Sfollati del Sud Sudan

NAIROBI – La comunità internazionale, riunita a Nairobi, ha raccolto nuovi finanziamenti a favore del Sud Sudan, per un ammontare complessivo di 618 milioni di dollari per interventi umanitari nel Paese. La cifra è in linea con il proposito delle Nazioni Unite di raccogliere 600 milioni di dollari entro la fine di febbraio. Il totale necessario per il 2015 secondo le stime di Ocha e Igad – promotori della riunione – è di 1,8 miliardi di dollari.

Alla riunione, moderata dal Segretario esecutivo dell’Igad, Mahboub Maalim, e dal Coordinatore per le Emergenze delle Nazioni Unite, Valerie Amos, hanno partecipato numerose delegazioni dei Paesi della regione (Kenya, Uganda, Sudan, Sud Sudan ed Etiopia). Per l’Italia era presente l’Ambasciatore in Kenya, Mauro Massoni, secondo il quale Roma, in linea con l’impegno sia politico che umanitario nell’area, non farà mancare anche nel 2015 il proprio sostegno umanitario al Sud Sudan per un importo non inferiore a 4,5 milioni di euro.

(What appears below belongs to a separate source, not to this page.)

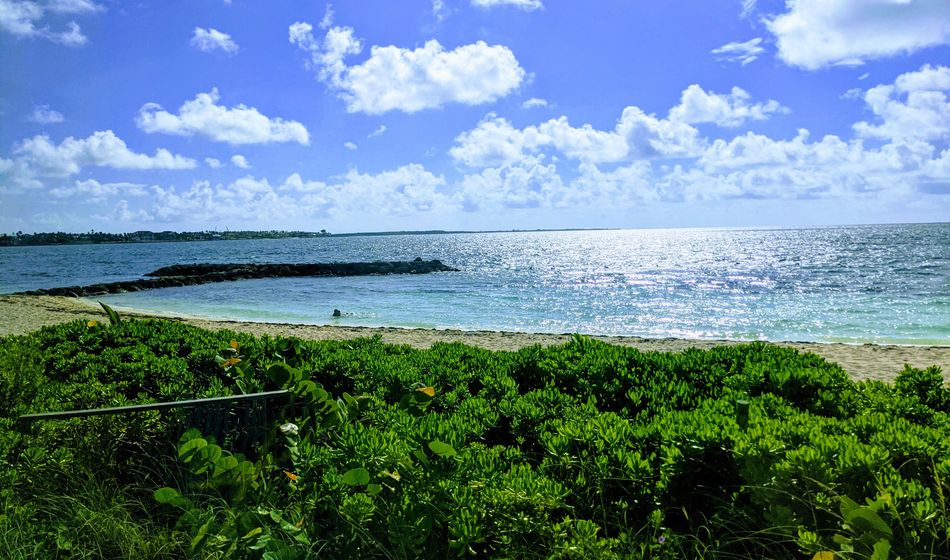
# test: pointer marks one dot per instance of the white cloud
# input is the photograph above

Gli interventi dei rappresentanti dei Paesi africani si sono soffermati sulla situazione umanitaria dei profughi che nel 2014 hanno superato le 500 mila unità e che mettono a seria prova le capacità di accoglienza degli Stati confinanti.

Il contributo italiano (la cifra’ non e’ ancora definitiva) dovrebbe essere destinata per 2 milioni di dollari a iniziative a forte impatto sociale realizzate da Ong italiane e 2,5 milioni a progetti che verranno realizzati dalle Agenzie dell’Onu, dalla Croce Rossa e dall’Oim.

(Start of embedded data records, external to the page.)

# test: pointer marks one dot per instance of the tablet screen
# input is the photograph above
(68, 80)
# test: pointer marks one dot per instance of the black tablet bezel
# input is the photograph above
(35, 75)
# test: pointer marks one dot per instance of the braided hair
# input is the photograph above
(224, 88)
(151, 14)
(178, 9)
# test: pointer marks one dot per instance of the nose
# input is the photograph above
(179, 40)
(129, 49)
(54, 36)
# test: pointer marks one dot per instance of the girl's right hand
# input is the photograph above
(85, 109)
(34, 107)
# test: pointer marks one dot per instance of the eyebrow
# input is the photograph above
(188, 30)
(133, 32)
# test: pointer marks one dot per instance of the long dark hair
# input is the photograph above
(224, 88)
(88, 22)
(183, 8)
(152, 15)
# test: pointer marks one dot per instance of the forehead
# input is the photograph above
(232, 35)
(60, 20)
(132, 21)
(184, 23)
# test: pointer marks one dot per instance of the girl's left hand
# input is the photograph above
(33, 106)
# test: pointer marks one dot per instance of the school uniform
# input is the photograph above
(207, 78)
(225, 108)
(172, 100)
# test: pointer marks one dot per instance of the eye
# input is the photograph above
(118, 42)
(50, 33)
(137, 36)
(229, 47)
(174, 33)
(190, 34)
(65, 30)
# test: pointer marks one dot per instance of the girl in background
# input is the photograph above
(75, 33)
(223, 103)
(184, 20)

Ieri il Consiglio dei Ministri ha autorizzato, a decorrere dal 1° gennaio 2015 e fino al 30 settembre 2015, la spesa di 68 milioni di euro a integrazione degli stanziamenti per iniziative di cooperazione volte a migliorare le condizioni di vita della popolazione e dei rifugiati, nonché a sostenere la ricostruzione civile in favore di Afghanistan, Repubblica di Guinea, Iraq, Liberia, Libia, Mali, Myanmar, Pakistan, Sierra Leone, Siria, Somalia, Sudan, Sud Sudan, Palestina e, in relazione all’assistenza dei rifugiati, dei Paesi ad essi limitrofi. (12 febbraio 2015)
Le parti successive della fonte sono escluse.